Decorative colours for porcelain finishing

 

 

The colour palette for porcelain finishing depends on the subsequent decorative firing. The only exception to this is the underglaze, which can only be produced using metal oxides due to the high firing temperature. In modern inglaze decoration, the colour palette is much wider, as can be seen in the picture as an example. But even with inglaze colours, the colour base is usually a metal oxide that has been refined with mineral or other chemical compounds. The colours all have one thing in common: they have to withstand a temperature range between 1,100 °C and 1,400 °C in decorative firing. This is exactly what makes it so difficult.

Due to the lower decoration firing temperature, many more colours are available for onglaze decoration, e.g. metal oxides with glass fluxes, precious metal preparations (gold, silver, platinum) and synthetic colours such as ferro-samba colours.

Much more important than knowledge of the composition of porcelain colours is knowledge of the colour deviations in porcelain production. The play of colours on porcelain reacts very differently to printing on paper! As a general rule, we recommend sticking to the standard colours available from a factory.

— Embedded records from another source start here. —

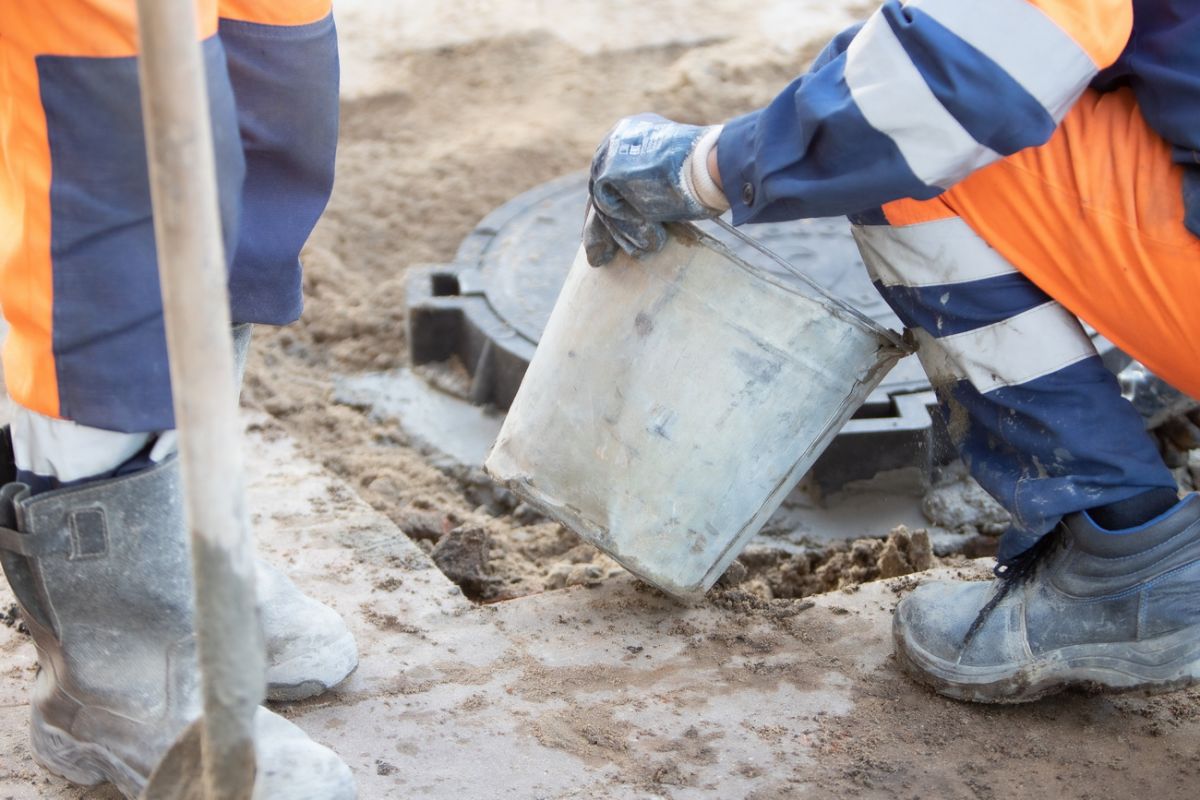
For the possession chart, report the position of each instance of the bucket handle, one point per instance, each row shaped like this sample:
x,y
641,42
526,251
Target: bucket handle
x,y
889,335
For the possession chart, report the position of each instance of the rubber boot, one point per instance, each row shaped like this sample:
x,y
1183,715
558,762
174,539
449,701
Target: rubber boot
x,y
1090,608
102,573
309,648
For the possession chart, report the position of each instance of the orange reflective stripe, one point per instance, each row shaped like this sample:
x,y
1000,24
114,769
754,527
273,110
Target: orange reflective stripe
x,y
1095,217
1101,26
29,29
276,12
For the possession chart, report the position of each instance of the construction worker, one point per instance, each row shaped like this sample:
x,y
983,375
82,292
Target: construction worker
x,y
91,529
1009,167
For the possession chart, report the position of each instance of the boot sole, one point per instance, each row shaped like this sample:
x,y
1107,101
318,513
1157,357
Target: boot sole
x,y
313,673
1161,665
81,762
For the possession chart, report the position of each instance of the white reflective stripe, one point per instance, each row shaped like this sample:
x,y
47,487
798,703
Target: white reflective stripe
x,y
895,100
1009,353
1024,42
934,253
69,451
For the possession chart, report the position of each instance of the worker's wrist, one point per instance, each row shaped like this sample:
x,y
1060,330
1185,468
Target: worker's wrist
x,y
703,180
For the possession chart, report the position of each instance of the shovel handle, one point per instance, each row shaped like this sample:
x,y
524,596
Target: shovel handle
x,y
196,308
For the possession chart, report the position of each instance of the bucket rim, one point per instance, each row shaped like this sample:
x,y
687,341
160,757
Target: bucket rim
x,y
689,232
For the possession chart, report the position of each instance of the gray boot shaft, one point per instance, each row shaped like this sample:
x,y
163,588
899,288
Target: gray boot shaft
x,y
103,576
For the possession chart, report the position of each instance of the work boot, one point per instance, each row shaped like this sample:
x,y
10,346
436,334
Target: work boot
x,y
309,648
103,577
1086,607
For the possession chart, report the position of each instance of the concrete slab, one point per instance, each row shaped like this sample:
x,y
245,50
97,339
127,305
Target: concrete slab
x,y
619,692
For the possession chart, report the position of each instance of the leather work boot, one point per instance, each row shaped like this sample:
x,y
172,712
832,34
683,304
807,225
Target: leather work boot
x,y
103,577
309,648
1091,608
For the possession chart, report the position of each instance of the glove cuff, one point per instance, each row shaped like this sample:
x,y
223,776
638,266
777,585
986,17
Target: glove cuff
x,y
700,180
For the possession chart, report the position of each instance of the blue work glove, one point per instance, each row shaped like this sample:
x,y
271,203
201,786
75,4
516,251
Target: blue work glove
x,y
648,170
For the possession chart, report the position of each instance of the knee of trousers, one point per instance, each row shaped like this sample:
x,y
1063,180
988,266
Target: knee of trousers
x,y
975,316
286,83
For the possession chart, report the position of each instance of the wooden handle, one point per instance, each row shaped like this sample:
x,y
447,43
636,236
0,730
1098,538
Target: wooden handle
x,y
196,307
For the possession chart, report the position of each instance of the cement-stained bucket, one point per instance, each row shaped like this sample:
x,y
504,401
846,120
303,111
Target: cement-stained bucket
x,y
675,401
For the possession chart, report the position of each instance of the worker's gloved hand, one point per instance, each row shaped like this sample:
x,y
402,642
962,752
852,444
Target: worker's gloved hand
x,y
648,170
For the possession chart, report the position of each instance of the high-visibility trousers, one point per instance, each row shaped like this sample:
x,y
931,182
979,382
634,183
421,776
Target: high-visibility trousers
x,y
78,276
995,275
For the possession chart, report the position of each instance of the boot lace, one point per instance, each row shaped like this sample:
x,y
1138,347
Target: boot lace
x,y
1012,573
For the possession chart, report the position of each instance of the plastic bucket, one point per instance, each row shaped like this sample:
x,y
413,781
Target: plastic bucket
x,y
673,402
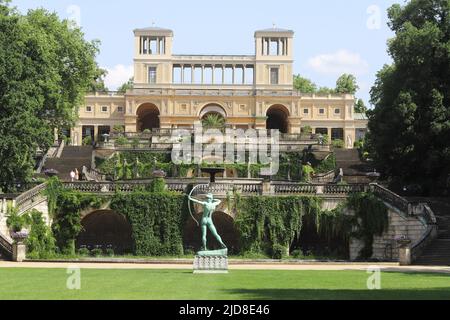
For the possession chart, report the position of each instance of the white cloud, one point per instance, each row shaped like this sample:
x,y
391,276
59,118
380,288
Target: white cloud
x,y
118,75
339,62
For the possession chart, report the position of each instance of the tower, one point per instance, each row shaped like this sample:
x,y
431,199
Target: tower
x,y
152,57
274,58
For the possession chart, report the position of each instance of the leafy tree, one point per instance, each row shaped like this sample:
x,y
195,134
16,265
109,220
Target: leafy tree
x,y
360,107
304,85
346,84
126,86
46,67
410,126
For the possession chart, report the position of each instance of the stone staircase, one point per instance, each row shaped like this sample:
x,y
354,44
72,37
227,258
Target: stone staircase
x,y
354,169
71,158
438,252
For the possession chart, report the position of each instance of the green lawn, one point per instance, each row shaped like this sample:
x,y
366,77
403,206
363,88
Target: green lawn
x,y
182,284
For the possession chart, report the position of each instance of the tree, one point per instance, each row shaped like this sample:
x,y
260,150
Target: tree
x,y
410,126
346,84
46,69
360,107
304,85
126,86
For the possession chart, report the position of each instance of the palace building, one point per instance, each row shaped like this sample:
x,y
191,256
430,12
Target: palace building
x,y
249,91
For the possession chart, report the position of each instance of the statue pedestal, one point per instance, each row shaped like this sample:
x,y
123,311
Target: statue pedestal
x,y
211,262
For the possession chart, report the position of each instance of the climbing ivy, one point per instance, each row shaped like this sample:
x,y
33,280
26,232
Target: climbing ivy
x,y
264,222
156,219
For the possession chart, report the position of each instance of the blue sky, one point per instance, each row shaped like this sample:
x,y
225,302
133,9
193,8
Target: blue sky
x,y
331,36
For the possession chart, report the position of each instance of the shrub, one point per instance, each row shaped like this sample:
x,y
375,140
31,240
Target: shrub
x,y
340,144
14,221
121,141
40,242
278,252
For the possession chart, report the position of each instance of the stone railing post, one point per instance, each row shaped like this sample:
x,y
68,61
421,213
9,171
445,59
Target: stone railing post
x,y
268,189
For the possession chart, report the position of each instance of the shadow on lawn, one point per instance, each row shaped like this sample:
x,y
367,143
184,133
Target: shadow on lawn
x,y
338,294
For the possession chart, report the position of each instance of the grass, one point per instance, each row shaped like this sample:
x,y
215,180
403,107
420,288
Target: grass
x,y
18,283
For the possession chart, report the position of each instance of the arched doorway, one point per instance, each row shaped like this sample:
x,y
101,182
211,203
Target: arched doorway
x,y
225,226
106,228
278,118
147,117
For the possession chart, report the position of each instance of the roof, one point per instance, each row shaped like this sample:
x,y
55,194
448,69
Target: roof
x,y
274,31
360,116
154,30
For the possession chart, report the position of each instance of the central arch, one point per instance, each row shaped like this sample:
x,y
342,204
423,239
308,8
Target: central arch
x,y
106,228
278,118
147,117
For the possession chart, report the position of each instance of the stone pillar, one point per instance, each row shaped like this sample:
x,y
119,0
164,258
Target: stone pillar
x,y
223,74
182,73
203,74
19,251
234,74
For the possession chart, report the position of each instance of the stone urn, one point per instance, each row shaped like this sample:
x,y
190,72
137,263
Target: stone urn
x,y
19,247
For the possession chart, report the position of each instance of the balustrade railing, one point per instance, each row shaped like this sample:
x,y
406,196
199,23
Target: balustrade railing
x,y
25,198
6,244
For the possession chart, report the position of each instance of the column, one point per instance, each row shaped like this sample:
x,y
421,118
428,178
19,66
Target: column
x,y
203,74
234,74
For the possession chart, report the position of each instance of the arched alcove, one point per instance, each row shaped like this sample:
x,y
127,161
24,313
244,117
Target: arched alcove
x,y
106,228
278,118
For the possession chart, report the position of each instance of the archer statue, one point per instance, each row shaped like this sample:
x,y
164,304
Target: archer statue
x,y
209,207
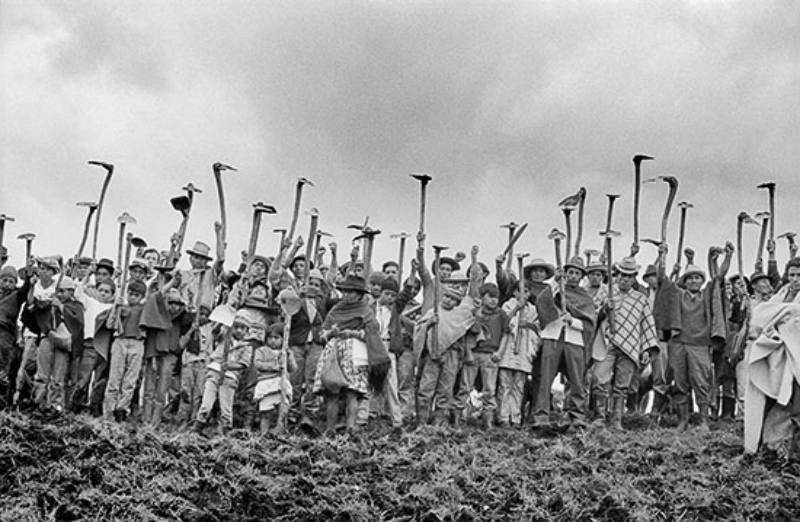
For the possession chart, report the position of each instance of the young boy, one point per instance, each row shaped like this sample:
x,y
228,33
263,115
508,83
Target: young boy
x,y
164,319
92,359
197,344
267,361
227,364
491,323
515,357
11,301
127,352
53,361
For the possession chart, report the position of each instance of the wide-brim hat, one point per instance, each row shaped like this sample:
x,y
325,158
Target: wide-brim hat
x,y
105,263
200,249
141,263
353,283
576,263
449,261
597,267
50,262
692,270
627,266
301,257
539,263
757,276
262,259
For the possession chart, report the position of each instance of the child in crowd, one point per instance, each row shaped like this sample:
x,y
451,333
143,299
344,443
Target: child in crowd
x,y
268,362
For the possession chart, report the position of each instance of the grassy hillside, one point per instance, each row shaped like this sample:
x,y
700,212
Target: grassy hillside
x,y
77,468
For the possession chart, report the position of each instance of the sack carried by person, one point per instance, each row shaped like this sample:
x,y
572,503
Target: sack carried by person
x,y
61,338
331,376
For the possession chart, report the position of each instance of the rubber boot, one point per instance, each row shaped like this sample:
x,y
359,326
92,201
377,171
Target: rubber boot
x,y
728,409
618,406
683,416
486,419
703,417
601,408
457,419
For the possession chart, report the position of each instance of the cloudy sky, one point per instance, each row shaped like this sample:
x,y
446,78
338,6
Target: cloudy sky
x,y
510,106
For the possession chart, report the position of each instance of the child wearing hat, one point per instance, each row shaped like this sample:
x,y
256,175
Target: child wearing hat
x,y
127,352
518,348
268,361
197,344
491,323
92,360
439,360
164,319
11,301
227,364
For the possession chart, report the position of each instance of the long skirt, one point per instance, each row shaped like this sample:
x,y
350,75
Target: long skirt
x,y
352,355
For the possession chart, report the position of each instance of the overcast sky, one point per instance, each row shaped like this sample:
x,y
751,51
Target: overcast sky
x,y
510,106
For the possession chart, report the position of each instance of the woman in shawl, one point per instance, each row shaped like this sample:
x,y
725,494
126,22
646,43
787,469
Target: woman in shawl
x,y
353,358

Architects, designers and advertising agencies in particular like to make things difficult for porcelain manufacturers with their special colour and design requirements (corporate design). In the case of prescribed colour requests, the industry can only approximate the colour specifications, but can never match them exactly!

It is definitely not possible to implement HKS or RAL colours exactly, especially spectral colours or gradients! It can also happen that one and the same vignette from one and the same manufacturer appears differently on different porcelain items, or that the colour gloss is perceived differently. This is due to the fact that the masses from which the hollow and flat parts are made are of different consistencies (solid/liquid). Although the white-glazed porcelain looks the same to the eye, it reacts differently in the finishing process.

Of course, we always endeavour to meet the colour specifications of our customers when producing vignettes or customer-specific decorations. However, these endeavours often come up against natural limits. Vignette or decorative colours are created by adding pigments in the classic mixing process. Just as the master painter mixes a colour composition, this is also done in the porcelain factory. A 100% match with a specification (RAL/Pantone) is never achieved in porcelain production. There are always only approximate values!

Such production-related colour deviations are the same for all porcelain manufacturers and cannot be avoided. It is true that the more precise and modern the colour pigments are added, the lower the risk of colour deviation.